Thursday, February 27, 2014

it's about to get real food journey

I have experienced panic attacks since high school. Very infrequently for the most part until the last year of college. I didn't know what they were until then. One way my anxiety has manifested itself, both in the past and now, is through my eating habits. Not as an eating disorder per se, but as a means of me trying to gain control in times where I feel I am spiraling out. For anyone that has ever felt that out of control, you know that I mean.

In my last year of college, I had a lot to think about and a major chapter was ending - lots to think about! Also happening simultaneously was the national news coverage of stories about various food items being recalled because they were contaminated with salmonella, name it. This was jarring to me - I thought raw meats were something to avoid, not things like peanut butter (a favorite) and bagged spinach. I need to take action. I needed control.

It started with me swearing off those potentially contaminated items and slowly, my food safety window became smaller and smaller. By the second semester of my final year, I was not only applying to grad school and seeking out employment options for that summer and following academic year - I was also obsessing over how to prevent myself from getting food poisoning or being contaminated in any way. The school cafeteria became a very scary place...though it was already given the "mystery meat" and other goodies that the then-food service company tried to pass off to us overpaying students as "food."

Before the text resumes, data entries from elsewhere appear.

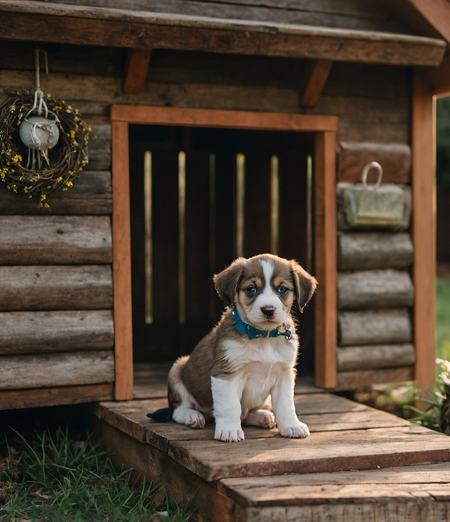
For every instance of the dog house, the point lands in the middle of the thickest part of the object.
(222, 129)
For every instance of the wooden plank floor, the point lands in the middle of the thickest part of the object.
(359, 464)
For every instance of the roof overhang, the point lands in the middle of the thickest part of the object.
(52, 22)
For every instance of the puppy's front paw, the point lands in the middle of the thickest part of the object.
(195, 420)
(229, 435)
(300, 431)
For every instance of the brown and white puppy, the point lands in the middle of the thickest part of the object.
(232, 377)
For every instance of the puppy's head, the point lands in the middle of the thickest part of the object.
(264, 287)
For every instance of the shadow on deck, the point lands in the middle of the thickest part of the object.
(359, 464)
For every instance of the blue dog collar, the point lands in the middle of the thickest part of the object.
(254, 333)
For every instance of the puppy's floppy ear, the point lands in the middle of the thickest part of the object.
(305, 284)
(227, 281)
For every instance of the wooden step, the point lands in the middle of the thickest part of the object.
(350, 468)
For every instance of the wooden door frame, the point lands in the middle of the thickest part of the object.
(324, 128)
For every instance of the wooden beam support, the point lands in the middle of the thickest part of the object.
(136, 70)
(316, 75)
(437, 13)
(423, 230)
(325, 239)
(122, 262)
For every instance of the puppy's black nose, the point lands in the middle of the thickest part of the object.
(268, 311)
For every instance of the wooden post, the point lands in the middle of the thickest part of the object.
(325, 323)
(122, 262)
(423, 230)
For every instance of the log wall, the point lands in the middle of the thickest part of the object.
(56, 319)
(57, 261)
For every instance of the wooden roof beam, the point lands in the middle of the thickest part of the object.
(437, 13)
(136, 69)
(316, 75)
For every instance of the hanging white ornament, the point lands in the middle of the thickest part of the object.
(38, 132)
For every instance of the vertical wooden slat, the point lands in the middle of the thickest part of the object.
(122, 263)
(165, 230)
(198, 270)
(325, 323)
(423, 231)
(257, 204)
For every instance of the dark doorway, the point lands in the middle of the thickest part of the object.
(200, 197)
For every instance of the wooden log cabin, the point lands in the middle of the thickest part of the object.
(228, 128)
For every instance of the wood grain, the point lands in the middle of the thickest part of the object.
(122, 28)
(91, 195)
(26, 240)
(55, 287)
(316, 76)
(395, 158)
(375, 289)
(362, 379)
(374, 250)
(136, 69)
(423, 231)
(325, 319)
(38, 397)
(375, 357)
(43, 332)
(53, 370)
(123, 350)
(374, 327)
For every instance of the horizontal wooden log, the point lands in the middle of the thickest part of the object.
(342, 223)
(374, 250)
(43, 332)
(91, 194)
(122, 28)
(375, 289)
(39, 397)
(61, 369)
(362, 379)
(375, 357)
(374, 327)
(26, 240)
(55, 287)
(395, 158)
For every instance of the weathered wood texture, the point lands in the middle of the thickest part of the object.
(375, 357)
(91, 194)
(264, 452)
(342, 223)
(55, 287)
(136, 69)
(316, 76)
(395, 158)
(374, 327)
(375, 289)
(361, 379)
(50, 370)
(36, 398)
(122, 28)
(42, 332)
(26, 240)
(374, 250)
(372, 102)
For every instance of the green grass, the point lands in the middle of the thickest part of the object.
(443, 319)
(54, 478)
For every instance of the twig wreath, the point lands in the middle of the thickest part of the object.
(39, 169)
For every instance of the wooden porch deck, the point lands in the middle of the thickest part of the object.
(359, 464)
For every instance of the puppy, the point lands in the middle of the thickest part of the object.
(248, 360)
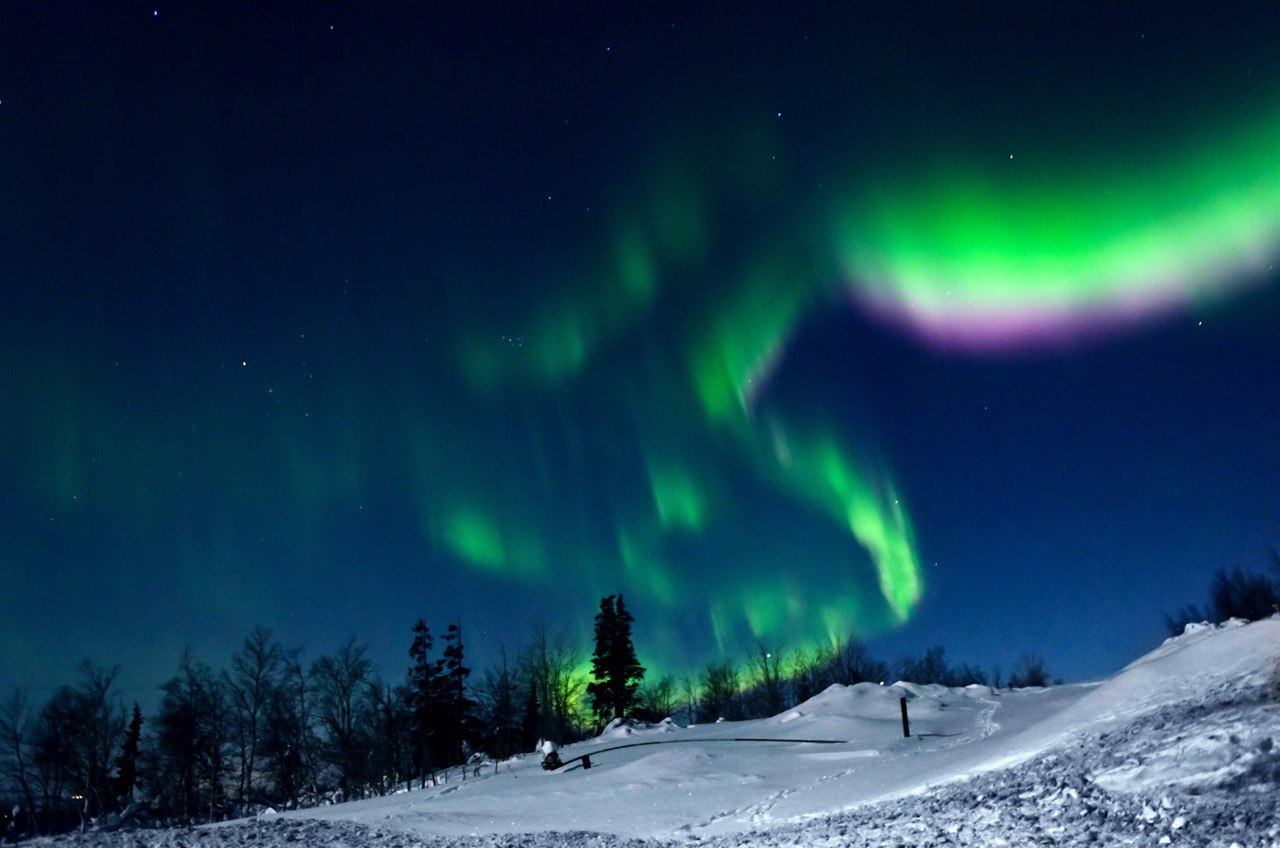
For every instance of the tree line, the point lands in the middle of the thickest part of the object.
(272, 730)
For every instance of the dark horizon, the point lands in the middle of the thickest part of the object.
(929, 329)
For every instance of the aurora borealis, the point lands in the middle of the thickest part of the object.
(787, 326)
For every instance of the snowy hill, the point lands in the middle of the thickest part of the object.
(1180, 747)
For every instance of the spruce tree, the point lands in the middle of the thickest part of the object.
(424, 683)
(127, 761)
(458, 709)
(615, 668)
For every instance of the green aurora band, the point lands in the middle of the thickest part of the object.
(972, 256)
(630, 440)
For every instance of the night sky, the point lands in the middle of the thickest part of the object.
(785, 324)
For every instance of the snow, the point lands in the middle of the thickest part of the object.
(1180, 747)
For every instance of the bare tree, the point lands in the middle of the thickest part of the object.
(720, 692)
(250, 680)
(191, 737)
(658, 700)
(289, 741)
(552, 665)
(343, 687)
(16, 753)
(764, 670)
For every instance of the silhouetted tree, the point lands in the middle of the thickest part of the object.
(551, 664)
(248, 684)
(720, 692)
(767, 694)
(423, 700)
(499, 709)
(1239, 595)
(127, 761)
(191, 738)
(1028, 671)
(289, 739)
(457, 709)
(657, 701)
(343, 684)
(615, 666)
(17, 756)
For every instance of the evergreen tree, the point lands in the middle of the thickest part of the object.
(615, 668)
(457, 707)
(424, 683)
(127, 761)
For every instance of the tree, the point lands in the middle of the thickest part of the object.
(1028, 671)
(343, 683)
(127, 761)
(457, 707)
(615, 666)
(657, 701)
(498, 701)
(289, 741)
(248, 687)
(191, 737)
(551, 666)
(768, 697)
(720, 692)
(17, 752)
(421, 698)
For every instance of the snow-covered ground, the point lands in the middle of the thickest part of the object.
(1182, 747)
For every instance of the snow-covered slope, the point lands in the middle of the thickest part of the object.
(1180, 747)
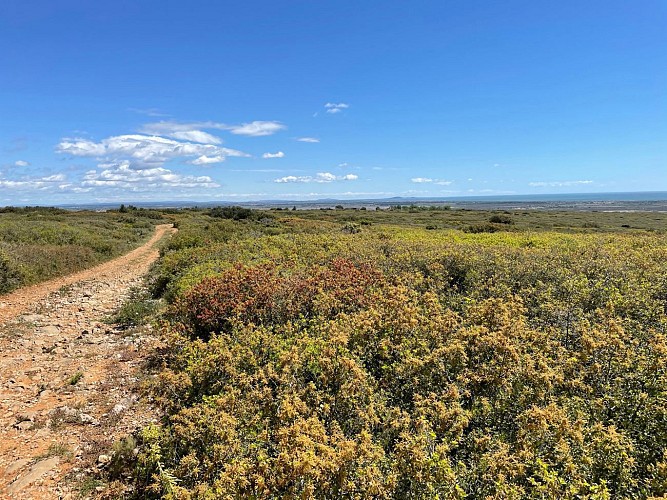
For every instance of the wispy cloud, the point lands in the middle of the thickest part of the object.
(321, 178)
(279, 154)
(144, 151)
(184, 131)
(334, 108)
(428, 180)
(194, 131)
(124, 177)
(559, 183)
(257, 128)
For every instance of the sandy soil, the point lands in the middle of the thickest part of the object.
(67, 380)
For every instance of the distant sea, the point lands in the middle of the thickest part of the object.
(646, 201)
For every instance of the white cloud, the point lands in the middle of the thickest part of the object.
(257, 128)
(334, 108)
(33, 183)
(208, 160)
(154, 112)
(321, 178)
(428, 180)
(559, 183)
(184, 131)
(143, 151)
(279, 154)
(122, 176)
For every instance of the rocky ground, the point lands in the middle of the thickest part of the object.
(68, 380)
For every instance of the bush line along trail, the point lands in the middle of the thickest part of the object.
(64, 377)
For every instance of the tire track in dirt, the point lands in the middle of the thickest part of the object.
(66, 379)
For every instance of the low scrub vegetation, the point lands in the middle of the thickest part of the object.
(395, 362)
(41, 243)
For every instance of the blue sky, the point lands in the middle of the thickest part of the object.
(212, 100)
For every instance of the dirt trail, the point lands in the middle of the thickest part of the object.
(66, 379)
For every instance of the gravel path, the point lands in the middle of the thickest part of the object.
(66, 379)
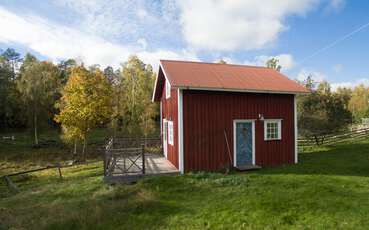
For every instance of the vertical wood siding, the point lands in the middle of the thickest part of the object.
(170, 112)
(206, 114)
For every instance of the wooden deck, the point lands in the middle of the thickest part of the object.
(155, 164)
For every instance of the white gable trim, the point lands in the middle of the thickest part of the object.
(156, 80)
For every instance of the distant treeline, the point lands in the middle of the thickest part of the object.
(40, 94)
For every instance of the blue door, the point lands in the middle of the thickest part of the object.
(243, 143)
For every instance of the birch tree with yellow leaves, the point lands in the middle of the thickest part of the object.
(85, 104)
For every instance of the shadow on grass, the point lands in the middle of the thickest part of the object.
(349, 159)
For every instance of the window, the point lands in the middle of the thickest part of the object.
(272, 130)
(170, 132)
(167, 89)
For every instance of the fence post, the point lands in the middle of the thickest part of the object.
(105, 161)
(59, 170)
(143, 158)
(10, 184)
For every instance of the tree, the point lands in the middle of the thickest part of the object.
(322, 112)
(359, 102)
(85, 104)
(273, 63)
(137, 111)
(38, 85)
(10, 108)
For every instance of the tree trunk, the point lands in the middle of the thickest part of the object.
(35, 127)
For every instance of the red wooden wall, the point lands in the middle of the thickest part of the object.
(206, 114)
(170, 112)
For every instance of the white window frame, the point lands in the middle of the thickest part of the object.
(170, 133)
(167, 89)
(279, 126)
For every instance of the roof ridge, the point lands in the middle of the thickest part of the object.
(214, 63)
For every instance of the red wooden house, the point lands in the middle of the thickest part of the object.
(216, 114)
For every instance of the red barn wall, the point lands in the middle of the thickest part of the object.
(170, 112)
(206, 114)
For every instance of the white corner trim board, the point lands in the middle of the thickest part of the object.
(296, 131)
(180, 131)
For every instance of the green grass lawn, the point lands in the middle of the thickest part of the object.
(328, 189)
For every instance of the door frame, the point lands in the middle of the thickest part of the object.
(252, 121)
(165, 137)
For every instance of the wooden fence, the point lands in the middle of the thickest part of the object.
(334, 138)
(126, 156)
(11, 185)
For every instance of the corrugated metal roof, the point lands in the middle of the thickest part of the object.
(214, 76)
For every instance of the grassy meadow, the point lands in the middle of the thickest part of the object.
(328, 189)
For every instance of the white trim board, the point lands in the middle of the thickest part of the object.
(180, 131)
(156, 80)
(279, 122)
(296, 130)
(235, 137)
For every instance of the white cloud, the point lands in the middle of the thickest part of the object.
(59, 42)
(316, 76)
(239, 24)
(337, 68)
(335, 5)
(125, 20)
(285, 60)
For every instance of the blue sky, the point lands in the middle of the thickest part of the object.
(297, 32)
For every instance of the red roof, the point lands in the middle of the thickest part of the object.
(214, 76)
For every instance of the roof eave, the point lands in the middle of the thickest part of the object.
(243, 90)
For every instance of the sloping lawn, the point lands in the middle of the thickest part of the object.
(328, 189)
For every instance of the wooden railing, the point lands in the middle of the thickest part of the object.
(334, 138)
(126, 156)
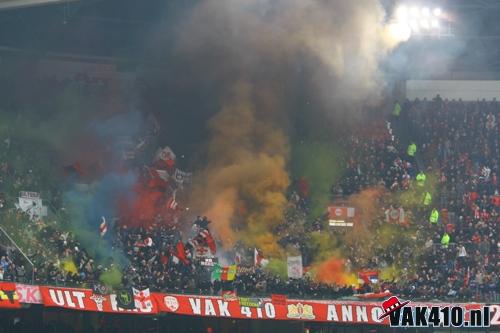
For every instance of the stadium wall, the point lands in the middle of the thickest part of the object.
(466, 90)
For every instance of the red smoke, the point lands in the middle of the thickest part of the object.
(333, 271)
(146, 207)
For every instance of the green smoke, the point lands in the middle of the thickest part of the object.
(319, 163)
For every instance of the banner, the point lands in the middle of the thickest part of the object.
(341, 216)
(395, 215)
(350, 312)
(182, 177)
(294, 265)
(86, 300)
(31, 204)
(8, 296)
(276, 308)
(340, 213)
(28, 294)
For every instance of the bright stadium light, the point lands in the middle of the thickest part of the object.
(414, 12)
(400, 31)
(402, 13)
(414, 26)
(408, 19)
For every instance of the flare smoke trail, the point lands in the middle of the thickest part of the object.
(257, 54)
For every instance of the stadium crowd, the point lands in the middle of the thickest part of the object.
(455, 220)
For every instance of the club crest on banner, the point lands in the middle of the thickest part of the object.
(171, 303)
(300, 311)
(99, 300)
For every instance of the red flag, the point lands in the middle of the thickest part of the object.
(181, 253)
(257, 258)
(207, 236)
(8, 296)
(103, 227)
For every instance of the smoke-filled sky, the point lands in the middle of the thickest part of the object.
(263, 62)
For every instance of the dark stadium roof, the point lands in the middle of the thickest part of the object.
(123, 28)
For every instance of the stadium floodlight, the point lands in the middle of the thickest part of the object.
(414, 11)
(400, 30)
(402, 13)
(414, 26)
(418, 19)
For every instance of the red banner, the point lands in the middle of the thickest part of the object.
(8, 296)
(86, 300)
(350, 312)
(29, 294)
(319, 311)
(342, 312)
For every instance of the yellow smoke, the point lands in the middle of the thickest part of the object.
(68, 266)
(245, 182)
(251, 53)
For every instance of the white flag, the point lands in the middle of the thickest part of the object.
(142, 299)
(295, 267)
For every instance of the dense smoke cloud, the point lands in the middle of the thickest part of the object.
(255, 54)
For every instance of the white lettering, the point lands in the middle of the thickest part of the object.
(347, 313)
(270, 311)
(376, 312)
(114, 304)
(80, 295)
(195, 305)
(245, 310)
(361, 314)
(332, 313)
(224, 312)
(209, 308)
(56, 296)
(68, 299)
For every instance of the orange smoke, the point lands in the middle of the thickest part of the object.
(222, 211)
(144, 207)
(333, 271)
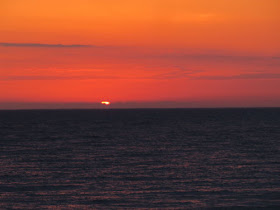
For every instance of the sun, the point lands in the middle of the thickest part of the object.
(105, 102)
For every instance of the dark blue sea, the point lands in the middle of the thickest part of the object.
(140, 158)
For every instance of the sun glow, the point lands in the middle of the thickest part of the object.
(105, 102)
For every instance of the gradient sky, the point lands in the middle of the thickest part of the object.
(158, 53)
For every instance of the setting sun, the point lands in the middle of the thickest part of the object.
(105, 102)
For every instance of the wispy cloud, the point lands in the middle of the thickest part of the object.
(9, 44)
(241, 76)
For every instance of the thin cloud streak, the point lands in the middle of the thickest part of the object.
(4, 44)
(241, 76)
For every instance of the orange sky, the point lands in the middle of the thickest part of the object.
(213, 52)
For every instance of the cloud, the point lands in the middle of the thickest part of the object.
(5, 44)
(241, 76)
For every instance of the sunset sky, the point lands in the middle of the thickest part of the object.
(139, 53)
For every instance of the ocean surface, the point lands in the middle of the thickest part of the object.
(140, 158)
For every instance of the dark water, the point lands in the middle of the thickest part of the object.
(180, 158)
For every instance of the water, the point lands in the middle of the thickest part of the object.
(173, 158)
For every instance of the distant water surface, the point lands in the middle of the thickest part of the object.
(140, 158)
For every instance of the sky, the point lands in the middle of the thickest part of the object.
(140, 53)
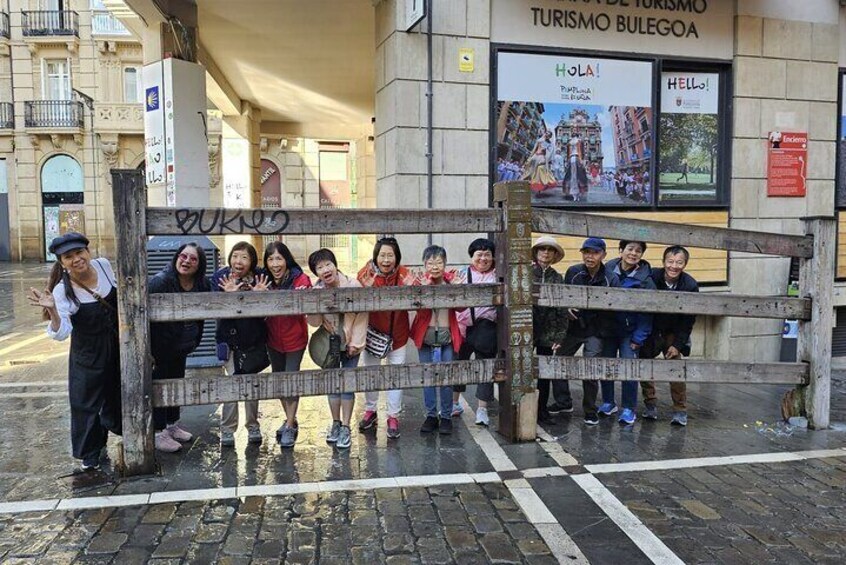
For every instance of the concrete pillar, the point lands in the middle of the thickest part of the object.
(461, 101)
(785, 78)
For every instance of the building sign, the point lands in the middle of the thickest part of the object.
(271, 185)
(689, 134)
(672, 27)
(787, 163)
(579, 129)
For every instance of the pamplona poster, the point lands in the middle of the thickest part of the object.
(689, 136)
(579, 129)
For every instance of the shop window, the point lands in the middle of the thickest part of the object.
(621, 133)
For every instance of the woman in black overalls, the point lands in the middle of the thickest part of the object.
(81, 301)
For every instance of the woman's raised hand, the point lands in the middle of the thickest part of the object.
(42, 299)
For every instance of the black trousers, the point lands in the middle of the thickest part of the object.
(171, 367)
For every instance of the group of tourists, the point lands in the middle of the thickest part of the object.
(80, 301)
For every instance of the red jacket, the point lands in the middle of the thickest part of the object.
(289, 333)
(421, 323)
(369, 276)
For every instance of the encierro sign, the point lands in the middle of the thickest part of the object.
(700, 28)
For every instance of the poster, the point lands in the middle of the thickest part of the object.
(787, 163)
(689, 137)
(579, 129)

Eventually, as I neared graduation, I was eating maybe 10-15 designated "safe" foods that I felt were OK to eat because they posed a low contamination risk. I was also eating many of my supermarket-purchased frozen meals in my res hall room or from the local mostly-vegetarian restaurant in town. So this was both costly and embarrassing for me, yet I managed to conceal my issues. The only noticeable symptom was my weight drop from a healthy 105-110lb to 96lbs. Folks in my life were concerned, but I blamed it all on high metabolism and no one questioned it.

It wasn't until halfway through my first semester of grad school (and many, many panic attacks later) that I sought out some good quality therapy (that thankfully came to me at no cost thanks to the university's Counseling Center) that I returned to gradual food normalcy. When things are stable (no major life changes, strong sense of security) and I am managing my anxiety and panic effectively with the aid of therapy (as of today, I am officially diagnosed with Generalized Anxiety Disorder and Panic Disorder with Agoraphobia), I am cautious and mindful about what I consume, but it doesn't consume me. It's annoying, but manageable.

Over the past 2-3 years or so, I underwent a great number of big life changes. And never allowed myself to process and tried to be strong and push it all aside to power through. I've been what I believe to be clinically depressed/anxious for the past year and this time I used food as a crutch. I weighed more in my late 20s than I ever did in my life. And then my breakdown happened - it all came to a head. Going through so many panic attacks in such a short time period is hardly an appetite stimulant. But thanks to therapy, an appetite-stimulating antidepressant and a positive support network, it hasn't been as much of an issue as it could have been.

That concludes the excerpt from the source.